Wed. Oct 5th, 2022

In the midst of the stomach-churning awkwardness of adolescence, Sara Novic failed a hearing test at her middle school. “It was a slow process for me,” Novic said in a video interview, describing the gradual quieting of the world around her. “I didn’t know any other deaf people. Everything that I had learned about deafness, which was pretty much nothing, was a negative thing, a stigmatized thing. I assumed that I would become a broken version of my former self, and I tried to hide it for a really long time. My main goal in life was to pass or disappear.”

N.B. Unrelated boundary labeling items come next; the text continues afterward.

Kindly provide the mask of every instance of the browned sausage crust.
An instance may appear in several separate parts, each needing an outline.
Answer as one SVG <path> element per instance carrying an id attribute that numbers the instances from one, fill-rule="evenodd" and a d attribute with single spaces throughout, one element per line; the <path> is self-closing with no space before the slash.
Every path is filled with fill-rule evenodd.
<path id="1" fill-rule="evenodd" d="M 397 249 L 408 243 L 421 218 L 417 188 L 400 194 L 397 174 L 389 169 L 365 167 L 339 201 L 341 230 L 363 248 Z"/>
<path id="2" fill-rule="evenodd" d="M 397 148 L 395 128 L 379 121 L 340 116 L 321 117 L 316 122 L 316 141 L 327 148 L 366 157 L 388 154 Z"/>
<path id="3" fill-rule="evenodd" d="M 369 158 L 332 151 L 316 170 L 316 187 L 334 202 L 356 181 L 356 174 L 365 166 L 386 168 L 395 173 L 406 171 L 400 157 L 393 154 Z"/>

Novic’s best-selling third book, “True Biz,” takes place at River Valley School for the Deaf, a fictional community populated by opinionated, hormonal, rabble-rousing students — in other words, basic teenagers, albeit ones unburdened by “having to hear things all the time,” as one non-deaf character puts it. In our review, Maile Meloy described the novel as “tender, beautiful and radiantly outraged”; it landed on the hardcover fiction list after being selected as Reese Witherspoon’s April book club pick. (“She’s done a beautiful job representing her community and the adversity and the beauty inside of it,” Witherspoon said of Novic in her announcement.)

Novic survived her teenage years by adopting what she called “full nerd behavior,” including scribbling in journals and burying her nose in books. But she rarely encountered a deaf character, with the exception of John Singer in “The Heart is a Lonely Hunter,” who was, according to our reviewer, Rose Feld, “lost and stranded among people who talk.” So it was by design that Novic set out to create a full cast of signing, lip-reading, cochlear-implanted students and administrators for “True Biz.”

“When we do get to see deaf people, there’s usually one by themselves and they’re sad or isolated,” she said. “I wanted this to be a place where there are many of them, where deafness is the norm and you, as the hearing reader, are the weird one.” Novic went on, “The representation in media is often very pure, innocent, patronizing, a Tiny Tim situation. I was like, there’s going to be a lot of sex in here.”

Of her own experience learning ASL and attending college and graduate school classes with an interpreter, Novic said, “When I finally met other people in the Deaf community — I was an older teen — I was like, Oh OK. I’m not actually a broken person, I’m just a different kind of person. That was a huge relief.”